Cyclic AMP-gated sodium current in neurons of the pedal ganglion of Pleurobranchaea californica is activated by serotonin

L. C. Sudlow, R. Gillette

Research output: Contribution to journalArticle

Abstract

1. We studied the roles of adenosine 3',5'-cyclic monophosphate (cAMP) and cAMP-gated Na+ current (I(Na,cAMP)) in the serotonin (5-HT)-induced excitation of putatively serotonergic 'G' neurons of the pedal ganglion of Pleurobranchaea californica. Currents were recorded under voltage clamp during 5-HT application and iontophoretic intracellular cAMP injections. I(Na,cAMP) responses to pulsed injections of cAMP were occluded by 5-HT- induced inward current (I(5-HT)). Occlusion was qualitatively and quantitatively similar to that observed during steady-state activation of I(Na,cAMP) by tonic iontophoretic injection of cAMP. 2. Those neurons exhibiting occlusion of I(Na,cAMP) during 5-HT application also exhibited depolarization-induced (Ca2+-dependent) inactivation of both I(Na,cAMP) and I(5-HT). The magnitudes of the inactivation to depolarizing pulses of I(5- HT) or I(Na,cAMP) were similar. Recoveries from inactivation for I(5-HT) and I(Na,cAMP) followed similar exponentially decaying time courses. 3. The decay rate of the I(Na,cAMP) response is affected by phosphodiesterase inhibitors and can be taken as a sensitive measure of the rate of cAMP degradation. As background steady-state I(Na,cAMP) was increased by larger tonic cAMP injections, the decay rate of superimposed I(Na,cAMP) responses to pulsed injections of cAMP was slowed as would be expected from saturation of endogenous phosphodiesterase activity.
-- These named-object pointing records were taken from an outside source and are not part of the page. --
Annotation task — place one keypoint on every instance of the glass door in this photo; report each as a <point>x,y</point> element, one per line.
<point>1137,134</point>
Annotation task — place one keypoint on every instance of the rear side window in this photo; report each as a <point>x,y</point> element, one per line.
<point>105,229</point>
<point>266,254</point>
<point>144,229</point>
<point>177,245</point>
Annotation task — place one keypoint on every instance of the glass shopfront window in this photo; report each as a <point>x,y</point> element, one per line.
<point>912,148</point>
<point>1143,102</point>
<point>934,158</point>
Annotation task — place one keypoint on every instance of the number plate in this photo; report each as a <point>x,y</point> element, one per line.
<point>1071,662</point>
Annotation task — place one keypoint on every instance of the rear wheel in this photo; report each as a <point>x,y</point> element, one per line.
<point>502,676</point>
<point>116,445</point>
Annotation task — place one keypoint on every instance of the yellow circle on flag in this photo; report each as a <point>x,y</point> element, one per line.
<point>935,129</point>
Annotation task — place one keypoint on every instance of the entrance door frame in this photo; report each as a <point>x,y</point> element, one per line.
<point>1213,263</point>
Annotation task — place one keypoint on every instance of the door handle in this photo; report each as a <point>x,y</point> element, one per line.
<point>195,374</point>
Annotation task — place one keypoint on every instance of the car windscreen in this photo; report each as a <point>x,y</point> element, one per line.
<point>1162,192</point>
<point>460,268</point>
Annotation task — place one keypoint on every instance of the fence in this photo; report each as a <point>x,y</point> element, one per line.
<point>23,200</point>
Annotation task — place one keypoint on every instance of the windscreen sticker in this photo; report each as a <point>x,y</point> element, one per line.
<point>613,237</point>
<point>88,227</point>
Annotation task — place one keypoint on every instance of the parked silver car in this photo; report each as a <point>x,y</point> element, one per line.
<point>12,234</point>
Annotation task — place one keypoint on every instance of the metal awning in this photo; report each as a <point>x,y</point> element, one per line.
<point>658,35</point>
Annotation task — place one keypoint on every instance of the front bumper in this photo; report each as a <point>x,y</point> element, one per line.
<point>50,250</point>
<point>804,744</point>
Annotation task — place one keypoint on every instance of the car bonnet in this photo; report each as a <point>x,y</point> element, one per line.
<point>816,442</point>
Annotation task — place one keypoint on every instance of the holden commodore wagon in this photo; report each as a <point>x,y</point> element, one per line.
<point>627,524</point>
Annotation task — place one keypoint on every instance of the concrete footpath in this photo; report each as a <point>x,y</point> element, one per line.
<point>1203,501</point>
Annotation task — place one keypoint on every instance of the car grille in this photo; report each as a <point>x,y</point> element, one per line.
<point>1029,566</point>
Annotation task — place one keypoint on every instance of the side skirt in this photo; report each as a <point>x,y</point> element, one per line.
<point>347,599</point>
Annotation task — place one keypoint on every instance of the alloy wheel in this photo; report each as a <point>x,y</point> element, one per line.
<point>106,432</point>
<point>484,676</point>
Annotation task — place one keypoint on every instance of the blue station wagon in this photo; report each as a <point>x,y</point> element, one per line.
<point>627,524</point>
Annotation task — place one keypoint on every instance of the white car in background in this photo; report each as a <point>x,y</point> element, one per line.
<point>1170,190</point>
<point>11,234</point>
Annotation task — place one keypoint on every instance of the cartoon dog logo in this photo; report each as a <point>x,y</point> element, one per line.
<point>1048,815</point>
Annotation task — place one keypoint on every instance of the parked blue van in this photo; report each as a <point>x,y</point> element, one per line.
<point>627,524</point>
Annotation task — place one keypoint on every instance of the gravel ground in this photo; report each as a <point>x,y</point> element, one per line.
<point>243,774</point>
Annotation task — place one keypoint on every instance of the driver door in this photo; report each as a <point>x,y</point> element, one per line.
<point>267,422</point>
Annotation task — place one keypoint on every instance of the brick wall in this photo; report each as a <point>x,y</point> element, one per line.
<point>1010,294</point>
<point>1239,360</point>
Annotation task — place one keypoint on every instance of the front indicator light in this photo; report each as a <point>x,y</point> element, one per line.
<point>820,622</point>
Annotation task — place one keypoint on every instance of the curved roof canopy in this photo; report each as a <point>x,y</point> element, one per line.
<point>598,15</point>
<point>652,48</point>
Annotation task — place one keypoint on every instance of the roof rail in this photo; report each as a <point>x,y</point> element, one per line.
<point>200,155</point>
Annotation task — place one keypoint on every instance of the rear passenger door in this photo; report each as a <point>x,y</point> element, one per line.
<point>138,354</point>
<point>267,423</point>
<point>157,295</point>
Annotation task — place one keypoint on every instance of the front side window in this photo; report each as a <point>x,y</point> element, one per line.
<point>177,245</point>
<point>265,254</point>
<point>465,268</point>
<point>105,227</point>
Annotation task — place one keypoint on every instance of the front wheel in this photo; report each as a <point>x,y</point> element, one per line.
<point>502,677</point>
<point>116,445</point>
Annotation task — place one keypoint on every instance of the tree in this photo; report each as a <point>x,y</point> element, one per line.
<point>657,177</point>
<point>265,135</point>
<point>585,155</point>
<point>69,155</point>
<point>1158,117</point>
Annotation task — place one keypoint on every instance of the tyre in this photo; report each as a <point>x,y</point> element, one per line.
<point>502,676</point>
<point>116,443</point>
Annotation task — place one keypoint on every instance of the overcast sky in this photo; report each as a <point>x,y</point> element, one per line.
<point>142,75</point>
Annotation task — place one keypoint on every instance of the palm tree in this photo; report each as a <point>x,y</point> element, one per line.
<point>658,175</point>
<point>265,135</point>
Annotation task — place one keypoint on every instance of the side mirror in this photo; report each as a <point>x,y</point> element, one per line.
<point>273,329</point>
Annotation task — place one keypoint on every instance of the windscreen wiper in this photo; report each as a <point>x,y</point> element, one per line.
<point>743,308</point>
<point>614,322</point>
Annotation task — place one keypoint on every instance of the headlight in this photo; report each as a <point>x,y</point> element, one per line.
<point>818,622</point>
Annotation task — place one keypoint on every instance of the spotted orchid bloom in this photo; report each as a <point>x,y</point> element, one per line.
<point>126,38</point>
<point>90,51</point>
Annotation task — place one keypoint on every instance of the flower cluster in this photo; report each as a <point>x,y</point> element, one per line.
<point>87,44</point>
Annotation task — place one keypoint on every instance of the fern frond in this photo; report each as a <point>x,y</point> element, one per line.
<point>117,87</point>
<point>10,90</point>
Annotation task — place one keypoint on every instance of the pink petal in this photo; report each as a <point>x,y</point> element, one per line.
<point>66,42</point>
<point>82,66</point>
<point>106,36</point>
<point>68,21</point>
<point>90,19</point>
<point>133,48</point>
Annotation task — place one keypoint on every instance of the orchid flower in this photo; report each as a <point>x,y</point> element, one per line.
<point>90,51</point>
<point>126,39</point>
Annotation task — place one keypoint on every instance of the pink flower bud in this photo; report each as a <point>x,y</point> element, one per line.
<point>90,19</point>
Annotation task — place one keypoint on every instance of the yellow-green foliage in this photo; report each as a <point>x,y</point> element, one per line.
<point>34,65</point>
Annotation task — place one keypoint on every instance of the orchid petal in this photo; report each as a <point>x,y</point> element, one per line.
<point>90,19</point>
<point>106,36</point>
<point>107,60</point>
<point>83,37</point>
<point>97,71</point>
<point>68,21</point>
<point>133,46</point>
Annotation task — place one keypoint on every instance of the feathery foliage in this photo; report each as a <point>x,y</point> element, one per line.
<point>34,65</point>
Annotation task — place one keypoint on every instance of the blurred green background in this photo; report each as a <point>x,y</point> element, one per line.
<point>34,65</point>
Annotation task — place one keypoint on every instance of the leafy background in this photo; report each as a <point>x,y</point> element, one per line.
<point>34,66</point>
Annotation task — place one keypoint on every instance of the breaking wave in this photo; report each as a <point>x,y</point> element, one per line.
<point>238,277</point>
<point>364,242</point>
The decay of I(Na,cAMP) responses to pulsed cAMP injections superimposed on I(5-HT) were similarly slowed, suggesting that 5-HT action is mediated specifically by cAMP. 4. The decay rate constants for I(Na,cAMP) responses to pulsed injections of cAMP superimposed on I(5-HT) did not differ from those of I(Na,cAMP) responses superimposed on equivalent, background steadystate I(Na,cAMP) induced by tonic injection of cAMP. Thus 5-HT-induced changes in cAMP degradation rates do not measurably contribute to 5-HT stimulation of endogenous cAMP. 5. These data indicate that the inward current stimulated by 5-HT in the G neurons is largely carried by I(Na,cAMP), which is stimulated by an increase in endogenous cAMP levels. The increase in cAMP associated with I(5-HT) is not accompanied by measurable change in phosphodiesterase activity, and it is likely due in entirety to an increase in the synthetic activity of adenylyl cyclase.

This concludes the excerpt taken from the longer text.